For teams evaluating AI agents, this creates a more nuanced procurement checklist. Comparing benchmark scores on search-heavy tasks is no longer enough. Buyers may need to test whether a product can pause, identify the ambiguity type, ask a compact clarifying question, and resume the task without resetting context. In regulated or high-stakes domains, that capability may be more important than raw retrieval speed.
The next signal to watch is whether Tencent Hunyuan and Tsinghua University publish broader documentation, code, or public examples for DiscoBench. Independent replication will matter, especially across English-language tasks and with real user studies.
It will also be worth watching whether model providers start reporting clarification metrics alongside retrieval and reasoning benchmarks. A useful standard might include ambiguity detection, question quality, recovery rate after clarification, and failure modes by domain.
On the product side, look for changes in AI agent interfaces.

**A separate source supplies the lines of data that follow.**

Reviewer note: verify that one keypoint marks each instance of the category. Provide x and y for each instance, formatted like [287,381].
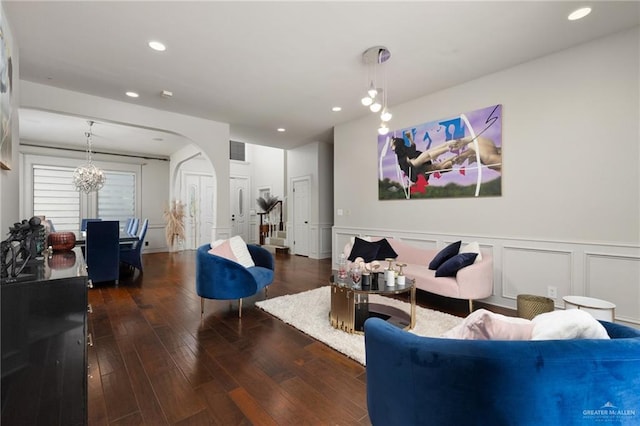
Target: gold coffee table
[350,307]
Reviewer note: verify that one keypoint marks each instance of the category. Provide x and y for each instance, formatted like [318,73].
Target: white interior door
[239,206]
[198,193]
[207,190]
[191,196]
[301,216]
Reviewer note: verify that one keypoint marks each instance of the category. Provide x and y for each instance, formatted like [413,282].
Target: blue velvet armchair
[102,251]
[132,255]
[223,279]
[413,380]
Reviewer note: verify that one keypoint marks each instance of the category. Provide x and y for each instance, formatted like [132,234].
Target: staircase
[277,243]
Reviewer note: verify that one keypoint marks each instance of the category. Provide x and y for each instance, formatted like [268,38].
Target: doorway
[300,205]
[198,190]
[239,193]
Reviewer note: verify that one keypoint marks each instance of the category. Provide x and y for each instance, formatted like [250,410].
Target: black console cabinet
[44,343]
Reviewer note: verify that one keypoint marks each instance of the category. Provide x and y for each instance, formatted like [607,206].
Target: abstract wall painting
[459,156]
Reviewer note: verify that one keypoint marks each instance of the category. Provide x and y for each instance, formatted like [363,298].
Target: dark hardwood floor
[154,361]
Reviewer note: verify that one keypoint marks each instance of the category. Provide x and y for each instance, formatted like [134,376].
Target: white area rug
[309,312]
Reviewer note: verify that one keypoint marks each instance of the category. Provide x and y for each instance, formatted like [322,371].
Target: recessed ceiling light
[156,45]
[579,13]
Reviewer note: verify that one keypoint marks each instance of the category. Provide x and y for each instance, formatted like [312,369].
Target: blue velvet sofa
[224,279]
[413,380]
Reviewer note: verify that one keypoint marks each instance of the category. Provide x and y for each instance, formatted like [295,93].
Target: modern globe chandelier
[88,178]
[376,98]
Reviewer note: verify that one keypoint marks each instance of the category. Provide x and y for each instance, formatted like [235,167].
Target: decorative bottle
[342,269]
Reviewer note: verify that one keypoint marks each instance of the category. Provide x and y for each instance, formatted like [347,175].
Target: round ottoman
[530,305]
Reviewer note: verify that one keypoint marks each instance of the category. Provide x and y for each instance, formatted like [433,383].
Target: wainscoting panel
[533,270]
[616,279]
[607,271]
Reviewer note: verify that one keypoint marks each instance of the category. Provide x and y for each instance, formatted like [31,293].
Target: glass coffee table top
[351,306]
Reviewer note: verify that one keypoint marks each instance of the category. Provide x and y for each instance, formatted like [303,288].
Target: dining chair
[133,227]
[127,225]
[103,250]
[83,224]
[132,255]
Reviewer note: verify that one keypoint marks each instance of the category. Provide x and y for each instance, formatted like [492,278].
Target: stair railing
[271,222]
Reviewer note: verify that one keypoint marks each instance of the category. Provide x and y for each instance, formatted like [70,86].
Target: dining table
[124,238]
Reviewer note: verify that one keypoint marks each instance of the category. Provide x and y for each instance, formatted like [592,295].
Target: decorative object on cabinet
[25,243]
[44,345]
[62,241]
[174,218]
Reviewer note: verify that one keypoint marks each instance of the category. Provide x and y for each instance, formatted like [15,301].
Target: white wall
[9,212]
[266,169]
[153,188]
[570,207]
[210,137]
[315,161]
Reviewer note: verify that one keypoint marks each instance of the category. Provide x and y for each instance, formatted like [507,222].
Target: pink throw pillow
[486,325]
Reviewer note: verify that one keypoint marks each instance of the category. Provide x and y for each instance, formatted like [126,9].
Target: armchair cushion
[368,251]
[225,279]
[385,250]
[444,255]
[451,266]
[233,249]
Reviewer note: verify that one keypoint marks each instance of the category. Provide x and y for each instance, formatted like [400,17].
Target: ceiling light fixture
[156,45]
[88,178]
[579,13]
[376,98]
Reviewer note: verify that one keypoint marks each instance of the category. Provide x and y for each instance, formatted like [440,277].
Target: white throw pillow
[239,249]
[567,324]
[473,247]
[486,325]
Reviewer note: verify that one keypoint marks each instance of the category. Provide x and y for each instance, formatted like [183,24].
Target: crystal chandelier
[376,97]
[88,178]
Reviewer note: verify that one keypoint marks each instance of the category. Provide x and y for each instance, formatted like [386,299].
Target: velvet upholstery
[224,279]
[414,380]
[83,223]
[102,250]
[131,255]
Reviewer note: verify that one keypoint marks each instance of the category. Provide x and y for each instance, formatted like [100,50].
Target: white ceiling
[263,65]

If vendors begin making clarification a visible, intentional part of the user experience rather than an occasional interruption, that would suggest the market is taking this category of failure seriously.
Finally, keep an eye on whether systems like Claude Opus 4.8, Gemini 3.1 Pro, or GPT 5.4 show measurable gains on ambiguity-heavy tasks in independent testing. The competitive edge in AI search may increasingly come from restraint and dialogue, not just from more tools.
DiscoBench is a useful reminder that many AI product failures start before retrieval, not after it. Teams often optimize for better search connectors, bigger context windows, and more elaborate agent loops. But if the model accepts an ambiguous brief and runs with it, the whole stack can produce polished irrelevance.
For builders, the practical takeaway is simple: treat clarification as core infrastructure. The winning systems in AI search may be the ones that know when to stop, ask one sharp question, and only then continue. That is less flashy than autonomous browsing, but for enterprise AI and user trust, it is probably the more important capability.